I am a Ph.D student at Kno.e.sis Center and I am working with Professor Amit Sheth. My research interests include: Emotion Identification, Sentiment Analysis and Semantic Social Web.
Research Experience
Understanding and Modeling Emotions with Tweets (2011.11-present)
There is nothing more exciting than embracing the era of of big data. We aim to study people's emotions at the level of millions of data entries. We plan to collect, analyze, model emotions in social media and eventually predict people's emotions by the texts people write. Here are some preliminary but interesting discoveries on Twitter users from Estern Standard Timezone (US & Canada) between Nov. 10th and Nov. 28th:
The most significant (more than 65%) emotion on Nov. 24th is thankfulness. (of course^_^) diagram link
The most significant emotion after people get up is thankfulness (see the peak between 7am and 9am); The most significant emotion at night is love(see the love/affection peak around 10pm). diagram link
Computers are good at numbers, while humans are good at words. When it comes to sentiment analysis, besides presenting sentiment polarities (numbers between -1(negative) and 1(positive)), we extract meaningful sentiment clues (both words and phrases).

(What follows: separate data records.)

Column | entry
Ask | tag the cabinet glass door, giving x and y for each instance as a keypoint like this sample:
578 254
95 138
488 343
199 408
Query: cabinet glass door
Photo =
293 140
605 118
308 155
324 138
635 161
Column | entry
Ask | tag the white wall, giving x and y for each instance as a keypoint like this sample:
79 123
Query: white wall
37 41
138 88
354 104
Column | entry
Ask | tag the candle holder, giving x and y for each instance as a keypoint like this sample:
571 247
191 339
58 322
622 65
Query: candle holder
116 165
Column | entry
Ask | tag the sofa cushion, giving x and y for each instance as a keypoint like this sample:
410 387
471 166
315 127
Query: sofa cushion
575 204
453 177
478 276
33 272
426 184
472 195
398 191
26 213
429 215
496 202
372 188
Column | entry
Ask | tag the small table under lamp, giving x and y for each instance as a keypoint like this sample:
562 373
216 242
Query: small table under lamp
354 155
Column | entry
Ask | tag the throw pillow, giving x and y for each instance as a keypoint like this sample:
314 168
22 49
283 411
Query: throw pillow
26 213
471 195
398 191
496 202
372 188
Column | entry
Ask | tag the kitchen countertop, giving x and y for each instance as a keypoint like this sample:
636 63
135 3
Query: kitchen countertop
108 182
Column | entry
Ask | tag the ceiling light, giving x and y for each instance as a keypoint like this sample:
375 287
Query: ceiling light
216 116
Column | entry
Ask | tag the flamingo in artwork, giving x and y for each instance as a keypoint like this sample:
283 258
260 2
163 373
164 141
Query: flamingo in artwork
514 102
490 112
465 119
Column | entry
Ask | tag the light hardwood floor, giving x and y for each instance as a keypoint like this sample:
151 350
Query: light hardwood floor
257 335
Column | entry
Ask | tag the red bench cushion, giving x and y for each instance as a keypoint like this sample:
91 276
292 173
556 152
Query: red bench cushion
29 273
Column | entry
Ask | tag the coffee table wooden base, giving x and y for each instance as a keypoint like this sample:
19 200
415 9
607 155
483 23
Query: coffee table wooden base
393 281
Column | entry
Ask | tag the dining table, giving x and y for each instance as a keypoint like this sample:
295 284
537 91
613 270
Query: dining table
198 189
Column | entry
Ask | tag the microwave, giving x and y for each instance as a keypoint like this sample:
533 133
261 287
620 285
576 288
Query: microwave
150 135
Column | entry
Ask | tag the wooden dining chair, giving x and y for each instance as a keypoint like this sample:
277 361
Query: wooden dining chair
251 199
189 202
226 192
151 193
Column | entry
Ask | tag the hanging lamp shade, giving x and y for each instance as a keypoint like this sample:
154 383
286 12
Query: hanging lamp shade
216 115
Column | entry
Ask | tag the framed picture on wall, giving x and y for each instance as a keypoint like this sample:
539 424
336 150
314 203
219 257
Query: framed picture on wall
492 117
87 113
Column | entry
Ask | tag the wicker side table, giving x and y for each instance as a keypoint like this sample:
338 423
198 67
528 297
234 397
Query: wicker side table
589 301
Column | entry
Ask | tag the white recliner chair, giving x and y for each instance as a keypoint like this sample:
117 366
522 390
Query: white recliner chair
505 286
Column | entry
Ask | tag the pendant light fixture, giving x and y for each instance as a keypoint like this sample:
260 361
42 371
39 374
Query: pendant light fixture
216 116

We think it is more interesting and convincing to tell a user that a movie is "must see" and "rate 5 starts" than to say the overall polarity is 0.85. By applying an optimization model to minimize the inconsistency relations among sentiment clues, we extract target-dependent word and phrase clues as well as corresponding polarities from tweets.
Suicide takes away over 98 lives each day in US [stat]. If we can identify and keep track of people's emotions, we will be able to monitor people's mental status and prevent people from committing suicide. We constructed a hybrid classifier that is able to discover the sentence-level emotions from 16 categories, e.g., love, pride, abuse, anger, happiness, guilt, etc. We explored a variety of lexical, syntactic and knowledge-based features. we also proposed an algorithm to automatically extract effective syntactic and lexical patterns from training examples.
Twitris is a Semantic Web application that facilitates understanding of social perceptions by Semantics-based processing of massive amounts of event-centric data. My contributions include:
Designed and implemented a multi-process program to collect tweets for multiple events, collect user profiles and decode user locations to latitudes and longitudes.
Improved website response time by optimizing database schema, MySQL database and SQL queries
Internship in WOO (A Web Of Objects) Team @ Yahoo! (2010.6-2011.4)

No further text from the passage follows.